(Reuters) – Minneapolis Mayor Betsy Hodges said on Monday she had requested a federal civil rights investigation into a police shooting over the weekend that seriously wounded a 24-year-old black man and set off protests.
Activists, who said Jamar Clark was unarmed and handcuffed when he was shot in the head on Sunday, blocked the entrance of a police precinct following the shooting and briefly flooded an interstate late on Monday, demanding that authorities release video of the incident. Police said he was not handcuffed.
“I have asked for this because we need all the tools we have available to us… a healthy investigative process is best for everyone, the family, the officers and the community,” Hodges said.
At least 50 people were arrested after blocking a section of the northbound Interstate 94 through Minneapolis during a protest over Clark’s shooting, police said. Demonstrators held signs including “Handcuffs, Don’t Shoot,” KMSP-TV reported.

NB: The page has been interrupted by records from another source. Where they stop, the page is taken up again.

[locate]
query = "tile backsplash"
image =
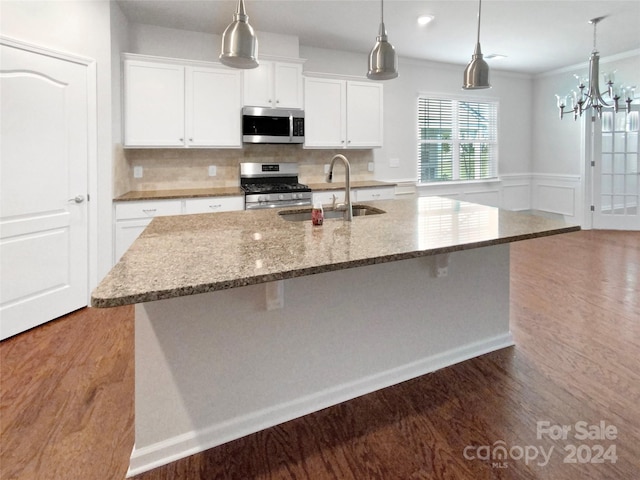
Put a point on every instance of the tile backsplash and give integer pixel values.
(166, 169)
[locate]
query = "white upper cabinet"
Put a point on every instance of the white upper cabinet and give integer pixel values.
(325, 113)
(181, 105)
(274, 85)
(364, 115)
(342, 113)
(213, 106)
(153, 104)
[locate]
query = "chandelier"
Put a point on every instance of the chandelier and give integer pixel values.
(589, 96)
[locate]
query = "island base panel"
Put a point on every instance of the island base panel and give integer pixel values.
(214, 367)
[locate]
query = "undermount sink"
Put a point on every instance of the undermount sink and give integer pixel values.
(304, 214)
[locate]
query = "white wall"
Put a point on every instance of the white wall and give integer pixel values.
(80, 28)
(558, 164)
(173, 43)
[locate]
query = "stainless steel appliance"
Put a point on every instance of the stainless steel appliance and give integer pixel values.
(272, 125)
(271, 185)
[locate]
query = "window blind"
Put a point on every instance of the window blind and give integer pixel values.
(457, 140)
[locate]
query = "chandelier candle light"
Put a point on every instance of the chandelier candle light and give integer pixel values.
(590, 96)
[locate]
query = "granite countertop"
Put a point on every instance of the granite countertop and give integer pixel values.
(190, 254)
(179, 193)
(231, 191)
(354, 185)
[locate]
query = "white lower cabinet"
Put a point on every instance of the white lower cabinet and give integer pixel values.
(213, 204)
(131, 218)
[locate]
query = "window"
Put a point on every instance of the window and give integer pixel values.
(457, 139)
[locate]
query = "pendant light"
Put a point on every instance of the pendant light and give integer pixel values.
(239, 42)
(383, 63)
(476, 75)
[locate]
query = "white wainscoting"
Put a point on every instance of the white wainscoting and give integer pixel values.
(543, 192)
(559, 194)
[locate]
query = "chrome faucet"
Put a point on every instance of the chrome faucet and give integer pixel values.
(346, 206)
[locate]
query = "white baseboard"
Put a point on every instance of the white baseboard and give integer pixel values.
(196, 441)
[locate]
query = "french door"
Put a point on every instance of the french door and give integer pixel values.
(615, 142)
(44, 185)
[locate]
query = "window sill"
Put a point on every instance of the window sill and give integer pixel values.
(458, 182)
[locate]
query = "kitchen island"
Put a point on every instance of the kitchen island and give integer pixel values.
(245, 320)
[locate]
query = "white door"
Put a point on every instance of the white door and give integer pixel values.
(616, 171)
(43, 194)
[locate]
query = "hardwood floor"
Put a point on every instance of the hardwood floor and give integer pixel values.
(66, 398)
(576, 322)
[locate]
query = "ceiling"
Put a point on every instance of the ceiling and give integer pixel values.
(536, 35)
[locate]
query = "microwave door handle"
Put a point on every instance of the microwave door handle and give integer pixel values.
(291, 127)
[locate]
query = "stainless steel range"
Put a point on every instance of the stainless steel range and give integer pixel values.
(271, 185)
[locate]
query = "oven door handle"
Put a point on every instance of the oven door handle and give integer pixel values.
(264, 205)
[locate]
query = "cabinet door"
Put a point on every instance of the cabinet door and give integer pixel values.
(213, 107)
(288, 85)
(154, 104)
(258, 86)
(364, 115)
(213, 204)
(325, 103)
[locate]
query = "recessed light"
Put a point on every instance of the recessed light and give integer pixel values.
(424, 19)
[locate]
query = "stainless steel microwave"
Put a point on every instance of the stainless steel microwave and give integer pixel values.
(272, 125)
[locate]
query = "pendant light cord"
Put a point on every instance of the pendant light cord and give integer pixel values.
(479, 11)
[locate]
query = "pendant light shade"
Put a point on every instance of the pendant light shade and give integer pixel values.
(383, 62)
(476, 75)
(239, 42)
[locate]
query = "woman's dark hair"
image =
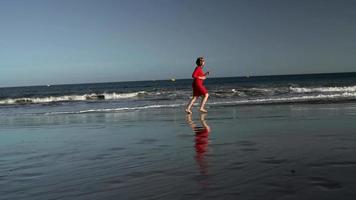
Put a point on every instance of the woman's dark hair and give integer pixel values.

The Minnesota Bureau of Criminal Apprehension was continuing its own investigation and will hand over the results to prosecutors.
Clark was shot in the head and was “brain dead” according to family members cited in local media. Reuters was not able to independently confirm Clark’s condition and officials said only that it was “unchanged.”
Minneapolis Police Chief Janee Harteau, who spoke at a news conference with Mayor Hodges, said that the names of two police officers involved would not be released yet.
Deaths of unarmed black men and women at the hands of police over the past year have fueled criticism over the treatment of minorities by police in the United States and rekindled a national civil rights movement under the banner Black Lives Matter.
Police said that at about 12:45 a.m. on Sunday, they responded to a report of an assault and shot a man during a struggle after he confronted paramedics and disrupted their ability to give aid.
The suspect was not in handcuffs during the physical altercation and was taken by ambulance to Hennepin County Medical Center, police said.
Witnesses said Clark was handcuffed when he was shot in the head and his body was removed quickly from the scene, according to a Black Lives Matter Minneapolis statement.
The Minneapolis National Association for the Advancement of Colored People said Clark “was murdered, execution style” by police.
Up to 20 witnesses said he was dead at the scene and his body was “lifeless,” Minneapolis NAACP spokeswoman Raeisha Williams said.